根本问题解决不了,也没有人愿意直面,怨气和怒气总要时不时找到发泄口,中共就“无辜地”成了最好的靶子。港府为什么可以傲慢到这个地步?都怪中共。香港为什么贫富分化越来越严重?都怪回归了。香港年轻人为什么买不起楼?都怪中共支持的地产商。当问题看上去足够复杂时,归一变得相对简单直接。这就跟台湾在两岸关系充满不确定性的今天,将自己的民生问题与国际空间受限统统怪罪于大陆一样,再加上蓝绿政客各取所需的政治操弄和添油加醋,大陆早已是十恶不赦的“罪魁”。

其实抛开意识形态和情绪化,经历过六四风波的中共,在应对香港今次游行示威活动时,保持着相对谨慎。

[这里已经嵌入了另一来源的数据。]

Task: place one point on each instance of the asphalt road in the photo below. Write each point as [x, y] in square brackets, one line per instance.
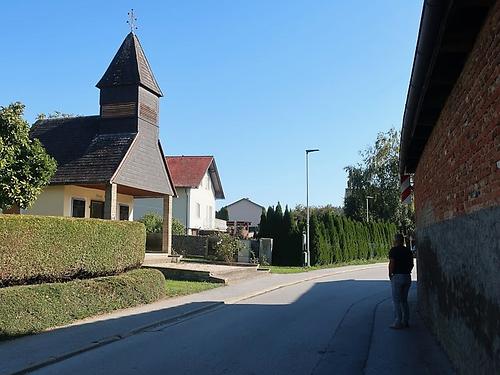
[334, 325]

当香港警方第一时间将事件定性为“暴动”时,北京发声的官方机构和喉舌媒体,只是“引用”表达。而在有了进一步指示后,以很中性的“反对修例的游行集会事件”定论。针对参与游行的群体,北京也进行了切割处理:其一是极少数诉诸激进暴力手段的人,比如冲击立法会和政府总部者,该怎么办就怎么办;其二是扮演推波助澜、煽风点火角色的外部力量,强烈谴责其不负责任及干涉中国内政的言行;其三是单纯对修例焦虑不安、对港府和内地司法体系不信任的港人,要尽量多加解释,通过调整法例让其释怀,这是要解决的关键所在。